Occupation Re-arrest Palestinian Human Rights Lawyer Salah Hamouri

On Monday morning, occupation Israeli forces raided the home of Palestinian human rights activist and lawyer Salah Hamouri, before taking him into custody. The move came the day after he published an op-ed in Jacobin, detailing the judicial harassment to which he and his family have been subjected for sixteen years.

Palestinian lawyer Salah Hamouri (Photo: French Communist Party)

Palestinian media reports that Hamouri was taken from his home to the Ofer detention center near Ramallah in the occupied territories. It cited a member of Addameer, the prisoners’ rights group for which Hamouri has long worked as a lawyer, saying that Israeli authorities have issued no information about his current status. His allies fear that the arrest could be the prelude to his deportation or even “administrative detention” – meaning up to six months in jail, without charges. The thirty-six-year-old has repeatedly been subject to such prison spells, from his teenage years to as recently as 2020, without ever being put on trial. Hamouri has already spent a total of over a decade in Israeli prisons.

Hamouri has refused to leave Palestine; in his Jacobin op-ed, he explains that Israeli authorities are trying to terrorize him into leaving, as part of their wider endeavor to drive Palestinians from their homeland. In recent months he had been living in Kufr Aqab, to the north of Jerusalem, after being stripped of his residency permit for his native city on grounds of “breach of allegiance to the State of Israel”, a new colonial mechanism introduced in 2018. A native son of Jerusalem, in September 2020 he was informed that the Israeli Ministry of the Interior intended to strip him of his permanent residence card, a decision upheld by the Israeli High Court upon appeal in December 2021. He has also been deprived of his medical insurance.
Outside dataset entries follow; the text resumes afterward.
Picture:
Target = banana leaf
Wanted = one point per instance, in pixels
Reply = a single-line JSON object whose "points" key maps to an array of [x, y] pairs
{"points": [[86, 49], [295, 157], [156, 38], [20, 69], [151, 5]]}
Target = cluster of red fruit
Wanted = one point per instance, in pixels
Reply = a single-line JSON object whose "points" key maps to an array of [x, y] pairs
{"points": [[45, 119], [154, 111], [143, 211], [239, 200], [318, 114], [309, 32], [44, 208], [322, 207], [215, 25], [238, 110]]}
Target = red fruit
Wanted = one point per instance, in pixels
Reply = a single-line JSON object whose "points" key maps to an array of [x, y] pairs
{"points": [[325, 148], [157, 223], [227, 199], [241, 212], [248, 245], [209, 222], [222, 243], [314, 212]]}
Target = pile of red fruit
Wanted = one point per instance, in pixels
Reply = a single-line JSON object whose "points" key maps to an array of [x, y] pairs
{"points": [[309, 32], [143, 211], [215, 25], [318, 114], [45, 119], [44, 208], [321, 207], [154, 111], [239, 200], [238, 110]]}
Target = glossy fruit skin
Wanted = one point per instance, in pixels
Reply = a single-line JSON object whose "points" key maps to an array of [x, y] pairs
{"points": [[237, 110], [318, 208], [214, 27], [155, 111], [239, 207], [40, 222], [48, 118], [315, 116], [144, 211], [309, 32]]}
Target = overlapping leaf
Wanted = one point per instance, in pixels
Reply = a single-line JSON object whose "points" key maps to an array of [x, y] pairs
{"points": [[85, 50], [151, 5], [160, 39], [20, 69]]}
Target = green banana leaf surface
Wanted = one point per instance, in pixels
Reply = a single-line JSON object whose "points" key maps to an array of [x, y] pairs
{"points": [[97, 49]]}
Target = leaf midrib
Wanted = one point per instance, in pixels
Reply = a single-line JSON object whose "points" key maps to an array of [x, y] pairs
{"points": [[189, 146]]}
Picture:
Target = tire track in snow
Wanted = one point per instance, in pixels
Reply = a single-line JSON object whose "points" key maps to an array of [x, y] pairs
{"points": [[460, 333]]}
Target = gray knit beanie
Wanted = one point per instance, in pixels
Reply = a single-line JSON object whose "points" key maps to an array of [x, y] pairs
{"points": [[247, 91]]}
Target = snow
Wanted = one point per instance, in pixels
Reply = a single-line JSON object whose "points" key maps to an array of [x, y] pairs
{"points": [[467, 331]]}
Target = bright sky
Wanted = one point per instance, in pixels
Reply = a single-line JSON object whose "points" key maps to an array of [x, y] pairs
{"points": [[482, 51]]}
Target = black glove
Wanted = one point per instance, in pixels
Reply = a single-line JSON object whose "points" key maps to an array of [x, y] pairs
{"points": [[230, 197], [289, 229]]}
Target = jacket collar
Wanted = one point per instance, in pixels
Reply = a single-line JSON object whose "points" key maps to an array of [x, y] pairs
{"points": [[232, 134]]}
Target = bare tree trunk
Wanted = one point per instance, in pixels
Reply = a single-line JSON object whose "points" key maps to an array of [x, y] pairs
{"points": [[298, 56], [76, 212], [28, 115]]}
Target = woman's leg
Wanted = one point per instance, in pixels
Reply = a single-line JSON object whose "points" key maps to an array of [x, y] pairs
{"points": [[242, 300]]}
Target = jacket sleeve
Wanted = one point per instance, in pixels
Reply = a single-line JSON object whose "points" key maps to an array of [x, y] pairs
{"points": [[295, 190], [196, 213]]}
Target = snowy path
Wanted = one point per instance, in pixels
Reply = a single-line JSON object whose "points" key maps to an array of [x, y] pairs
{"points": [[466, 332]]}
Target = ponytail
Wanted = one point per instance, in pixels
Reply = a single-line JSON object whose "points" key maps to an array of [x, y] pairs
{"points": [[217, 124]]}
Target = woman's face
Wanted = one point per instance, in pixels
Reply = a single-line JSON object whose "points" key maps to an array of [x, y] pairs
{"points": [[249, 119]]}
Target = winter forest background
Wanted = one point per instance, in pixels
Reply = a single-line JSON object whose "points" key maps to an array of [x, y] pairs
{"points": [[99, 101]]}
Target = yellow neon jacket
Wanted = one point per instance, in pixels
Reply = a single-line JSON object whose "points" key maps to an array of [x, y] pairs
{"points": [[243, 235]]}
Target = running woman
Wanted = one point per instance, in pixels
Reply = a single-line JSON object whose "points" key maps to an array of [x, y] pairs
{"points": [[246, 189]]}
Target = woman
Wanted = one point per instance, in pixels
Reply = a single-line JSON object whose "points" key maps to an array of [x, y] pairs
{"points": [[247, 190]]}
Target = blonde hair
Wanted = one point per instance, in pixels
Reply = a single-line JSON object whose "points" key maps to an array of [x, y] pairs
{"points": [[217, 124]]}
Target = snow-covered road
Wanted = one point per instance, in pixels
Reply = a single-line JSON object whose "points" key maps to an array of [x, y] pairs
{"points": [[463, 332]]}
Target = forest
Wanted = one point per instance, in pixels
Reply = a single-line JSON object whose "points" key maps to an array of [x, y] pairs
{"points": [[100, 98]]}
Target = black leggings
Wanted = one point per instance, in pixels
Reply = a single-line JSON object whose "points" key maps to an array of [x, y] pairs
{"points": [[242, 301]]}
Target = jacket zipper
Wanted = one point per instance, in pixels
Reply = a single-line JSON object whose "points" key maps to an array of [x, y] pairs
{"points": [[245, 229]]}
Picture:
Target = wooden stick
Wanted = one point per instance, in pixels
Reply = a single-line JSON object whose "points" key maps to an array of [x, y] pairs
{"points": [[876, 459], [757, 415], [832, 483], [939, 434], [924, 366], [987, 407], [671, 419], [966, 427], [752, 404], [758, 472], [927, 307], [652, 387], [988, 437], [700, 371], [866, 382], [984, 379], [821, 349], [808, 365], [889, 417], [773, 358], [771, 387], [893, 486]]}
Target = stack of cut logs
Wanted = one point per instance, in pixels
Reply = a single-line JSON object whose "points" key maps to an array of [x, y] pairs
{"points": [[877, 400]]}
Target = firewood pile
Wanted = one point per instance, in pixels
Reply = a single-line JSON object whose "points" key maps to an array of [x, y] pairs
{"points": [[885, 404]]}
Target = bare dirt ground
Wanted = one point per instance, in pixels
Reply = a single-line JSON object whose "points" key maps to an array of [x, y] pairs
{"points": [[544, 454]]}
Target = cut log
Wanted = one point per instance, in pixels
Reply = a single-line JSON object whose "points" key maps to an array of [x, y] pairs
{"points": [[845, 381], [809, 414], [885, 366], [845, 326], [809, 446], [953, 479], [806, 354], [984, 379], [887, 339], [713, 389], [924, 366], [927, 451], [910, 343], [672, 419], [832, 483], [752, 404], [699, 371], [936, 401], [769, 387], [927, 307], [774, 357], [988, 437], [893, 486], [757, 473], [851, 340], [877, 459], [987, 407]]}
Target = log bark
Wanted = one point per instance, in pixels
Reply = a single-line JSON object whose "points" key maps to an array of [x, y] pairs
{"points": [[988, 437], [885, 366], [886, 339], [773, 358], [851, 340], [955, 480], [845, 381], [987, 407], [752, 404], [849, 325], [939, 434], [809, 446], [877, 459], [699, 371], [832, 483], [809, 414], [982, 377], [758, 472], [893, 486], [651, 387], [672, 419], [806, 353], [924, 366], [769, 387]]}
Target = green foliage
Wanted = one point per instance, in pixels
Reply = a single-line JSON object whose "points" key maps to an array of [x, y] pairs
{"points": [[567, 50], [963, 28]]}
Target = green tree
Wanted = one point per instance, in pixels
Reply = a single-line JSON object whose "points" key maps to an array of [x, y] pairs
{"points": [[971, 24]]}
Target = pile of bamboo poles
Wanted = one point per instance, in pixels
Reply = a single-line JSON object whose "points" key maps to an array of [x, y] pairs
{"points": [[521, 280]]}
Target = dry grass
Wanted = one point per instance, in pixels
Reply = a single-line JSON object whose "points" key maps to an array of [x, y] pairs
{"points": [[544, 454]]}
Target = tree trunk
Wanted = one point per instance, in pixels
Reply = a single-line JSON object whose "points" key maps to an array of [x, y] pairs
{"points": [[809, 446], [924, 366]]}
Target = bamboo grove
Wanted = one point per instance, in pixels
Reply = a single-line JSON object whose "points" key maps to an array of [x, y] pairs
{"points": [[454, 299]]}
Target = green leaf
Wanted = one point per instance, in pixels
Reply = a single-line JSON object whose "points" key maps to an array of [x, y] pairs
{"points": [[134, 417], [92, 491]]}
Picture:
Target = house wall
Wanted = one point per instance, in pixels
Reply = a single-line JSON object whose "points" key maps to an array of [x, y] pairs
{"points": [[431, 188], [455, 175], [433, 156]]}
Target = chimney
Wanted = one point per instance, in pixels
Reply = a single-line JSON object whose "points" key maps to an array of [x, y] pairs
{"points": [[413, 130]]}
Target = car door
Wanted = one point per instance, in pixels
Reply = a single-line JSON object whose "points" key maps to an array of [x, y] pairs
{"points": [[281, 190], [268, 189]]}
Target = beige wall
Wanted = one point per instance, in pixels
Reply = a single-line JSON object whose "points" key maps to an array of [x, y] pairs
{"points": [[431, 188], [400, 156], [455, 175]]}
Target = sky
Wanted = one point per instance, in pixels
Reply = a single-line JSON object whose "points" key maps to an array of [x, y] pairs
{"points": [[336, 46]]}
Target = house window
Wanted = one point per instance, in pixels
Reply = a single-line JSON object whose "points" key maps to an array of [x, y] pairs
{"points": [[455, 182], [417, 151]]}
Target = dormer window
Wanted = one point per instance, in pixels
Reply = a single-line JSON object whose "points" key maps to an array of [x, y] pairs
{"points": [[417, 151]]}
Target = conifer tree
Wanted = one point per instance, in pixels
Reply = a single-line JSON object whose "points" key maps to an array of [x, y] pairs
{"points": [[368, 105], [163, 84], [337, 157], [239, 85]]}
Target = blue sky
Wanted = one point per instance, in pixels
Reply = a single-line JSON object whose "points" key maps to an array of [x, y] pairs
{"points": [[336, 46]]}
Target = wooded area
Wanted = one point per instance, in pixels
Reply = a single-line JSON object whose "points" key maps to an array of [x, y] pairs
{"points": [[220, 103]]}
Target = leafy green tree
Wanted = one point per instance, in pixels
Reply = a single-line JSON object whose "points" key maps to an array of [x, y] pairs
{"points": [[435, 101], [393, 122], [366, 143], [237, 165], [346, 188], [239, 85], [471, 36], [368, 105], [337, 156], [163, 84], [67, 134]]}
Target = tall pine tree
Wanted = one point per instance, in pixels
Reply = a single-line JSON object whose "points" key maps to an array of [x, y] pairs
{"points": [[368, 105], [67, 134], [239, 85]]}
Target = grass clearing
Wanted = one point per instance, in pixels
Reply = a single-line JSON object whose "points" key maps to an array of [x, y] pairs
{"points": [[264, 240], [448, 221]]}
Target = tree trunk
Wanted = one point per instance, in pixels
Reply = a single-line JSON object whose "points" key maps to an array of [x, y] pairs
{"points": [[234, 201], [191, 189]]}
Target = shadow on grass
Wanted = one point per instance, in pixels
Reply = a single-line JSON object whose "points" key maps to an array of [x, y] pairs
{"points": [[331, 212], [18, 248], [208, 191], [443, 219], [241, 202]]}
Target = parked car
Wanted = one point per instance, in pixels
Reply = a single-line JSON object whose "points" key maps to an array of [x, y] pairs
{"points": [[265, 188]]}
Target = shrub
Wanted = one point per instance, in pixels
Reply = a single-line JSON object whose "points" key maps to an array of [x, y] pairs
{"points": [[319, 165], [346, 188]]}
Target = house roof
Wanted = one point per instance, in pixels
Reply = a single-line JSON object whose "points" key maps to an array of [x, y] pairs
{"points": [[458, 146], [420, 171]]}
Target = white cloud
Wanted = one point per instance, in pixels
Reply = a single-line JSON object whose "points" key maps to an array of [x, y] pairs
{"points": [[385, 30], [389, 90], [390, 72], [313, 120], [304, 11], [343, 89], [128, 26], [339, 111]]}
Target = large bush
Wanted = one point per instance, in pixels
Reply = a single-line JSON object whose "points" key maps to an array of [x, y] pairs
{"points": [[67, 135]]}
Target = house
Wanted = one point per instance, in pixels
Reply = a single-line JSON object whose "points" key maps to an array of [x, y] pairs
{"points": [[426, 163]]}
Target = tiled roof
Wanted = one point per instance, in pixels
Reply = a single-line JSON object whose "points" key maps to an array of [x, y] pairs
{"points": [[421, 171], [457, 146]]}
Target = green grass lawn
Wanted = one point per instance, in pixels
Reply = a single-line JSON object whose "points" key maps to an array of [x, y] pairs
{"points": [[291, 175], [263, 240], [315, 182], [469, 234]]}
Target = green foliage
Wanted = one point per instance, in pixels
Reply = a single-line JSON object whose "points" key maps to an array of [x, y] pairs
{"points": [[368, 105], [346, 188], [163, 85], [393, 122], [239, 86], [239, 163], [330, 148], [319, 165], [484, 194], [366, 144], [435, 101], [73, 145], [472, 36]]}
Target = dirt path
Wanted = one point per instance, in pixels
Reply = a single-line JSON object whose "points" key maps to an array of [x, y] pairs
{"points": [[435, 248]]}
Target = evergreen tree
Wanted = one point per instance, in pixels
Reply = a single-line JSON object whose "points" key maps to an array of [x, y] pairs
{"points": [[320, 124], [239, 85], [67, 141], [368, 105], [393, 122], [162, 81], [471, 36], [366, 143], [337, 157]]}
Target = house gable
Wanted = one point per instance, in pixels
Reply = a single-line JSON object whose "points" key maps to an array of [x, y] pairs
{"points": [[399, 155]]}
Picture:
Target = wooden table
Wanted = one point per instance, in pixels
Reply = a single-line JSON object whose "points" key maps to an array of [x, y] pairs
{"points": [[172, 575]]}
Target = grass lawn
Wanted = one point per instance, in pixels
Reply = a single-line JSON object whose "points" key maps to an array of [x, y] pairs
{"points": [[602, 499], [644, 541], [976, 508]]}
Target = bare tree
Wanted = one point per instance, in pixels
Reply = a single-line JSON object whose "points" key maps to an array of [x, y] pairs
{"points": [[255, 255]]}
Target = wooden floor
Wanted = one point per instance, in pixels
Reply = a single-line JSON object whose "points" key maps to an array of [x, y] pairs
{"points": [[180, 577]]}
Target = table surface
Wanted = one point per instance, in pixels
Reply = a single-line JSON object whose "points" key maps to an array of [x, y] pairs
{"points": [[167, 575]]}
Hamouri’s wife, Elsa Lefort, and their two children have lived in France since she was deported, while pregnant, from the Tel Aviv airport in 2016. In an interview with Le Courrier de l’Atlas last month, Lefort highlighted the injustice of the pretext used against Hamouri, noting that “Jerusalem has been occupied territory since 1967 and people like my husband who live under occupation cannot be bound to loyalty toward the occupying power.” Le Courrier de l’Atlas also cited Israeli human rights organization B’Tselem to the effect that some 15,000 Palestinians have similarly been stripped of their residence cards for the city.

Israeli authorities have previously offered Hamouri the “choice” of being deported as an alternative to being jailed. His refusal to bow to such pressure is an act of resistance in the face of the ongoing project to colonize Palestinian occupied territories and replace its population with settlers.